There was a burst of the flame within the globe, and all sight of Maelen was seared away. From somewhere sounded a piercing note, sharp and jarring, bearing no resemblance to the tinkling music of the flute; this was an alarm. The globe moved in Farree's hold, seeming almost to twist itself into freedom. It forced itself between his fingers and fell, not to the top of the table but to the floor beneath.

A thunderous sound followed. The ball had splintered at impact, shards flying. The light it had held vanished and the pieces on the floor turned a dull black as if a real fire had burned within it. Only for a moment or two they lay so, then crumbled, becoming a pile of dust. There puffed from those last remains a strong odor of burnt meat. Then that, too, was gone. Farree stood, his smarting hands to his mouth as he blew upon them, trying to abate the pain, though there was no sign of any burns on his flesh.
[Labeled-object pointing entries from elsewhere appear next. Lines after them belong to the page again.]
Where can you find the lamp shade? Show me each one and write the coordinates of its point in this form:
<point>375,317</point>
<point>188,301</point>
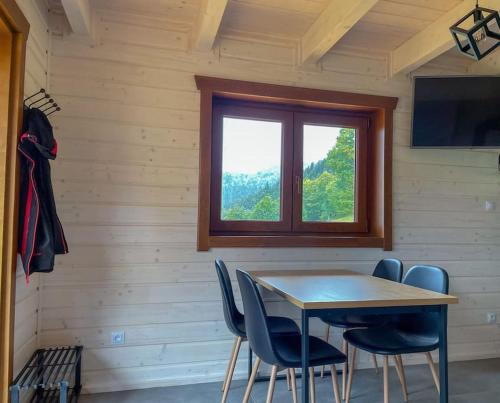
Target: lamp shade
<point>478,33</point>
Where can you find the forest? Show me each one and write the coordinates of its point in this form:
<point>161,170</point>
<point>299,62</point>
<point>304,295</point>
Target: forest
<point>327,189</point>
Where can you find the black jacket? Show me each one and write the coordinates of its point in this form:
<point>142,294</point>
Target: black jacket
<point>40,233</point>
Suddenly there was more light, this time snapping into life in the clear crystal which had accompanied the murky one. This pulsed irregularly as once more sounded that piercing note. Farree dared not try to take the other one into his hands, but he leaned forward, staring into its flutter of light, striving with all his might somehow to summon again Maelen or the Zacanthan—to no avail.

However, the light began to take on form. He was again looking into eyes, but, though they were in a woman's face, they were not Maelen's. There was no age to her; she might have been young or old, for her skin was as fair as it was unmarked. What he could see of her hair was part of a dull brown braid which formed a crown above her wide brow. Her eyes were dark, so dark Farree could not have named their true color, while her lips were a brown-red, thin and tight at the corners. There was no brightness of welcome in her, only something of a faint expression which spoke of cold curiosity. Inwardly, Farree shivered. Even if he could not read her thoughts, there was a strangeness there. She was so alien he could not even think of a meeting mind to mind.

Still that was what followed, shaking him as if each word was a blow aimed at rocking him. Once more he saw only through a haze which clouded sight, and even cloaked his mind.

"You are not Langrone—" It was not a question but a statement. "Throstle?" That was a question but he had no time to answer it if indeed he could. Instead he felt as if he had been gathered up bodily and hurled through time and space in an instant.

Again he crouched in all his filth and rags against the wall in an alley of the Limits, suffering the hurt of Togger as the smux was disciplined by the master of that unsavory show of pitiful wild things beaten into submission. Once more Maelen and Vorlund came to him. Memory spun on—he was reliving in a series of flashes his life with those to whom compassion of the heart was abiding. He was in Yiktor seeking out some needful thing. There was Maelen about to fall from the mountain trail. His hand went forth once more, just as it had on that real moment in the past. He felt the split of that thick growth on his shoulders which had pressed him forward through all the time he could remember as one who went hump backed. He had a flashing moment of wonder once again, as that tightened, itching skin broke, releasing the wings he had never known he carried.